France becomes Turkey’s newest bugbear as Kurds court Macron

Turkey has long insisted that the jihadis have been vanquished & that they are being used as a pretext for the US-led coalition to protect the Syrian Kurds

Turkey’s suspicions over purported Western plans in Syria have shown no signs of abating even after President Donald Trump announced he had ordered US troops to withdraw and pledged “a slow and highly coordinated” pullout in keeping with Ankara’s demands.

The new focus of Turkish ire is France, whose president, Emmanuel Macron, has lashed out at Trump’s decision, saying “an ally should be dependable.” The country could play a bridging role between the Kurds, Moscow and Washington that could upset Turkish plans or so many Kurds hope.
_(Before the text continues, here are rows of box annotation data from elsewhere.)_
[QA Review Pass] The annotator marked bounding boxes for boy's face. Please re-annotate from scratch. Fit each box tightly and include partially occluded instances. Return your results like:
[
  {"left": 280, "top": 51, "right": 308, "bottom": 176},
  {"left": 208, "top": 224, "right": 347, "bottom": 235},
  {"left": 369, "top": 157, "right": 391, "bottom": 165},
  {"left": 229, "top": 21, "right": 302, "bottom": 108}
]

Macron was referring to the Syrian Kurdish People’s Protection Units (YPG), America’s top ally in the fight against the Islamic State and the target of Turkey’s military threats. France has said it will keep an unspecified number of its special operation forces in the Kurdish-controlled zone in northern Syria because, contrary to Trump’s claims, IS has not been defeated. France has been repeatedly targeted by IS and is especially worried about the continued presence of French and other European jihadists in Syria. The militants claimed responsibility for the Dec. 11 shooting at a Christmas market in Strasbourg in which three people were killed and 11 others wounded.

Turkey has long insisted that the jihadis have been vanquished and that they are being used as a pretext for the US-led coalition to protect the Syrian Kurds as they set up their “terror statelet.” Turkish Foreign Minister Mevlut Cavusoglu grumbled that France’s stance would “help neither France nor the terrorists” and that Turkey remained determined to intervene east of the Euphrates River in pursuit of the YPG, which Ankara contends is a terror outfit on par with the Kurdistan Workers Party (PKK).

In a further sign of Ankara’s displeasure, the state-run Anadolu news agency commented on France’s “intentions to continue supporting the YPG/PKK terrorist group” today, asserting that it had “nine military sites in Syria” but that with “only 200 troops” on the ground, “France lacks the capacity to provide the terrorist group with the promised support.”